Perwakilan Lee Yong Ho dari Partai Rakyat oposisi kecil yang memimpin penyusunan RUU tersebut mengatakan, banyak warga Korea Selatan mengeluhkan lingkungan kerja yang penuh tekanan, mengatakan bahwa mereka siap siaga 24 jam sehari karena pesan terkait pekerjaan yang muncul setiap saat setelah jam kartor.
Seorang pekerja kantoran berusia 26 tahun, Sally Chang, mengungkapkan dirinya sangat frustasi pada hari Minggu, karena atasannya terus mengirim pesan di KakaoTalk.
Diberitakan CNN, 2 Januari 2017, Undang-Undang Perburuhan yang berlaku mulai 1 Januari 2017 dengan memberi karyawan hak untuk memutuskan sambungan dari email, telepon, dan perangkat elektronik lainnya begitu hari kerja mereka berakhir.
Aturan tersebut mengharuskan perusahaan dengan 50 atau lebih karyawan untuk menegoisasikan pedoman email baru di luar kantor dengan staf.
Perusahaan memiliki kewajiban untuk mengatur penggunaan email untuk memastikan karyawan mendapatkan istirahat dari kantor.
Kementerian Tenaga Kerja mengatakan, langkah-langkah tersebut dirancang untuk memastikan penghormatan terhadap waktu istirahat dan keseimbangan antara pekerjaan dan keluarga dan kehidupan pribadi.
Jika manajemen dan staf tidak dapat menyetujui aturan baru, perusahaan harus menerbitkan piagam utnuk menentukan dan mengatur kapan karyawan harus dapat berhenti bekerja.

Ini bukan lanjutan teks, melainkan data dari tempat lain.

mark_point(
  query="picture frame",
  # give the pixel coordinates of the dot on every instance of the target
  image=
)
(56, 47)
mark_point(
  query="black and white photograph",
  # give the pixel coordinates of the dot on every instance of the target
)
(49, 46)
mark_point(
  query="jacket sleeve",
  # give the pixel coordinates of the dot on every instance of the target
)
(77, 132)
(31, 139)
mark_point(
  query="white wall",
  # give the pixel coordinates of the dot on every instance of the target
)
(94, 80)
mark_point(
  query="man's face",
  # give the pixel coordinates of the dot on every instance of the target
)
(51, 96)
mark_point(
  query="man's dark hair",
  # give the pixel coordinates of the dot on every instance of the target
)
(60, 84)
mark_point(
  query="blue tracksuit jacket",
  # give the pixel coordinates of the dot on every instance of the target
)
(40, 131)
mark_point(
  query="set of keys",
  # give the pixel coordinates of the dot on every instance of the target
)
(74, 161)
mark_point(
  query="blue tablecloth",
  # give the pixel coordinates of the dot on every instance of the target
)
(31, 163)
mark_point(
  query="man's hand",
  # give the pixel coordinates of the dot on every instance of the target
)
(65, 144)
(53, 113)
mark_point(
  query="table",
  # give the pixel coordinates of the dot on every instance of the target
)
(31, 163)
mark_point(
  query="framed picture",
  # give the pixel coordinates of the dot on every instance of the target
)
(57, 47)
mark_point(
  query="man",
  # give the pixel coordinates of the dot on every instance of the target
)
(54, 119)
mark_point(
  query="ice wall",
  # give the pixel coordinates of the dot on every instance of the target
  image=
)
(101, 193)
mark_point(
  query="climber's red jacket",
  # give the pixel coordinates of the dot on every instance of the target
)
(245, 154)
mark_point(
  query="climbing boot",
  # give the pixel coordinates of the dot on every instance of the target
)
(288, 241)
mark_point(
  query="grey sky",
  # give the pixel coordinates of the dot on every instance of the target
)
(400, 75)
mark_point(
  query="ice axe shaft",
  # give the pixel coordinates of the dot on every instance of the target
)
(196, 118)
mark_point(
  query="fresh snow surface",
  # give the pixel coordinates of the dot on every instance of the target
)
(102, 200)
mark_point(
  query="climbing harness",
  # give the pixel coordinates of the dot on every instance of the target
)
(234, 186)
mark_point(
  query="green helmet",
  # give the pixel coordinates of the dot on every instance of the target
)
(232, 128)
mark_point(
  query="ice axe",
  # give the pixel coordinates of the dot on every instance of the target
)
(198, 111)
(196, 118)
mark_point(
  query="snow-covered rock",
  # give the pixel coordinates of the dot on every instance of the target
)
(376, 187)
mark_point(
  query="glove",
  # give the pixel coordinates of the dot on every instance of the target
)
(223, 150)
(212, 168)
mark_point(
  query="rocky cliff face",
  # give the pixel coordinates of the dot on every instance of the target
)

Melansir laman SHRM, sebuah hukum perlindungan data Spanyol memberikan hak digital untuk karyawan dan bos, termasuk hak pekerja untuk melepaskan semua perangkat digital di luar waktu kerja.
Itu artinya perusahaan harus menghormati waktu istirahat, hari libur, dan privasi pribadi dan keluarga para karyawan. Tujuannya adalah untuk mencegah karyawan menderita “kelelahan komputer”.
Kebijakan itu berlaku baik untuk karyawan di sektor swasta maupun publik.